Chain 14 agents at 95% reliability each and your system is ~49% reliable end-to-end (0.95^14). The failures aren't inside any single agent — they're in how they connect: silent cascade failures, hidden single points of failure, fragile dependencies. swarm-test finds them by analyzing your agent topology.

Quickstart

pip install swarm-test
swarm-test run my_crew.py --open

--open launches an interactive D3 dashboard in your browser the moment the run finishes — Swarm Score, force-directed agent graph with single-points-of-failure pulsing red, sortable health and redundancy tables, and every finding grouped by severity.

No real script handy? Build a synthetic topology straight from the CLI:

swarm-test run -a "Orchestrator,Worker1,Worker2" -e "Orchestrator>Worker1,Orchestrator>Worker2"

swarm-test reliability dashboard

What it catches

  • One agent fails and silently takes down everything downstream — cascade failure
  • A single agent the whole system depends on; remove it and the swarm splits — blast radius / SPOF
  • Credentials, PII, or other sensitive data leaking across agent boundaries — context leakage
  • Agents drifting from their assigned role; prompt-injection-style goal hijacking — intent drift
  • A slow upstream with no timeout boundary blocking the whole pipeline — timeout resilience
  • Dense cliques, echo chambers, and cycles that bypass the orchestrator — collusion detection
  • Agents stuck in loops — runaway step counts and retry storms that burn tokens with no error thrown — trajectory analysis
  • Output schema mismatches across agent edges — contract violation (opt-in; provide a contracts YAML)

Features

  • 0–100 Swarm Score with a verdict line (EXCELLENT → CRITICAL) — one-line output for CI
  • Agent role classification (orchestrator, aggregator, validator, gateway, worker, monitor, router) with confidence scores
  • Role-adjusted severity — a validator leaking context is upgraded; an orchestrator's blast radius is downgraded
  • Historical tracking — trend across runs, diffs new vs. resolved findings
  • Interactive HTML report (--open) — D3 force-directed graph, NxN heatmap, filterable findings
  • GitHub Action with PR annotations and job-summary score
  • Graph export to Mermaid, DOT, or PNG (SPOFs red, redundant green)
  • Framework adapters: CrewAI, LangGraph, AutoGen, generic / static graph
  • YAML config (.swarmtest.yml) and entry-point plugin system

CI gate (GitHub Action)

# .github/workflows/swarm-test.yml
on: [pull_request]
jobs:
  swarm-test:
    runs-on: ubuntu-latest
    steps:
      - uses: actions/checkout@v4
      - uses: surajkumar811/swarm-test@v0.3.0
        with:
          script: my_crew.py
          fail-on-severity: high

Findings appear inline on the PR as ::error:: / ::warning:: / ::notice:: annotations; the Swarm Score is posted to the workflow job summary.

Using it from Python

from swarm_test import SwarmProbe

# Works with a CrewAI Crew, LangGraph CompiledGraph, or AutoGen GroupChatManager
probe  = SwarmProbe(crew, swarm_name="my-crew")
report = probe.run_all()
report.print_summary()
report.to_html("report.html")

Installation

pip install swarm-test
# or with framework extras:
pip install "swarm-test[crewai]"
pip install "swarm-test[langgraph]"
pip install "swarm-test[autogen]"
pip install "swarm-test[png]"        # for PNG graph export

How it works

swarm-test builds a NetworkX directed graph from your agent system — nodes are agents, edges are interactions extracted by each framework adapter.
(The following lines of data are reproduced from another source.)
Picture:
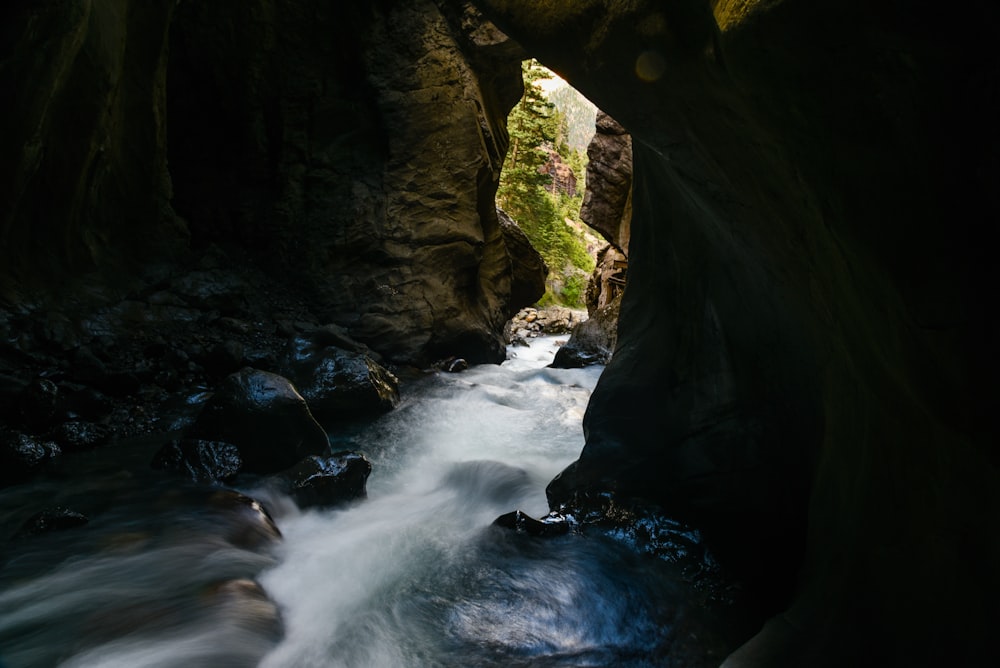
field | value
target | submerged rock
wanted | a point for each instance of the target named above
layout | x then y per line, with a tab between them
523	523
592	341
55	518
202	461
21	456
327	481
263	415
77	435
340	384
36	405
247	523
All tests are static graph analyses; no LLM calls are made, and results are deterministic given the same topology.

  • Cascade failure — simulates each agent failing in turn and measures downstream impact.
  • Blast radius — detects articulation points (graph-theoretic SPOFs) and scores every agent on a 0–100 redundancy scale composed of path redundancy (30%), role uniqueness (25%), tool coverage (20%), betweenness centrality (15%), and degree ratio (10%).
  • Context leakage — scans interaction payloads against a sensitive-data regex set extensible from .swarmtest.yml.
  • Intent drift — flags agents whose observed behavior diverges from their declared role; includes prompt-injection heuristics.
  • Collusion — finds dense cliques, echo chambers, and cycles that bypass the declared orchestrator.
  • Timeout resilience — identifies long synchronous chains with no timeout boundary.
  • Trajectory analysis — flags self-loops, ping-pong pairs, multi-agent feedback cycles, unbounded loops with no exit, repeated parallel calls, and cycles deeper than max_trajectory_depth (default 5).
  • Contract violation — validates agent outputs against JSON schemas declared per edge (opt-in; pass --contracts contracts.yml).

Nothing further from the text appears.